A much easier fad to summarize is the 3D movement. First introduced to the game market with the reveal of Nintendo’s 3DS in 2010, 3D visuals had everyone in the industry going “…. huh?” However, Nintendo promised that it would make games super duper awesome, and wouldn’t you know it, they were right. Kinda. As with everything in our medium, what makes or breaks a system or, in this case, a gimmick is the quality of the game library that supports it, and the 3DS has had its fair share of games that really show off the feature. I especially remember the port of Street Fighter IV on the system, which made it look like a couple of action figures were fighting in a diorama. Eager to jump on another of Nintendo’s bandwagons, Sony announced that it would be bringing 3D support to the Playstation 3, provided, of course, that you had a compatible Sony 3D TV, which could run several thousands of dollars. Needless to say, people never really took advantage of that feature, and for the life of me, I can’t think of a single example of successful 3D games for the PS3. Even Nintendo had to admit defeat in this area, and have since released a stand alone 2DS, which removes the feature entirely. When a gimmick forces Nintendo, of all people, to backtrack like that, I think there might be a problem.

If You Play It, They Will Watch


Five years ago, if you wanted to watch someone play a game, you had one option; go over to that person’s house and sit on the couch with them. However, if one thing has become clear over the years, its that game companies love the idea of making every person who wants to enjoy their product buy a separate copy . The large majority of major consoles for the last few generations have placed an increased emphasis on the solo-gamer, with the exception of Nintendo, who always does whatever the voices in Miyamoto’s head tells them to do. However, with the launch of Twitch in 2011, introverts the world over were able to reach out and connect with one another. The ability to watch and comment on games being played in real time has given rise to entire new communities, which has in turn impacted the entire medium in ways no one could of had expected. E-Sports, which you might be surprised to learn actually existed before the advent of Twitch, exploded onto the scene, and all of these professional-level matches created the need for skilled commentators. This has given rise to internet personalities like Day9  or Lonnquist, who help to both explain individual matches and lobby for the games, themselves. Streaming technology has also allowed for bizarre social experiments like “Twitch Plays Pokémon,” which saw thousands of individual players joining forces to become a Pokémon master. The fact that this was created was bizarre; the fact they succeeded is downright scorcery.
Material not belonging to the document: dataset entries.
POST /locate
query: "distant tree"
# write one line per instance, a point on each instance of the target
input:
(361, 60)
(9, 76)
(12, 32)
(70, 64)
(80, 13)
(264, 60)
On a less crazy note, Twitch and its counterparts have also proved to be forces of tremendous good by creating a platform for fundraising. A few years back, gamers discovered that if they streamed themselves performing marathon gaming sessions, that people would watch. Not only that, people would donate to their cause. This has given rise to dozens of streams every year that work to raise money for charity. And when I mean raise, I’m not talking about chump change; last year, Extra Life, a joint fundraising effort, raised almost four million dollars for children’s hospital around the US. That’s a lot of money going toward helping sick kids, and it was livestreaming that brought everyone together and made such a feat possible. For a medium that gets very little public attention that doesn’t involve murder and controversy, this is something that every fan who enjoys games can point to with pride and say “This is who we are and what we can accomplish with our medium.” Not to toot our own horn, The G.A.M.E.S. Blog will once again be participating in this year’s Extra Life, and we ask anyone who is interested to watch and support us in our endeavor later this year.


The G.A.M.E.S. Blog has seen and covered a lot gaming news and events over the last five years. In just the two years since I joined the staff, I’ve covered the pros and cons of the rising Kickstarter funding platform, campaigned for the ethical treatment of Mega Man, and beaten a co-op level of Portal 2 by myself in front of a live stream.  It’s been a great time so far, and I can’t wait to see what the next five years have in store.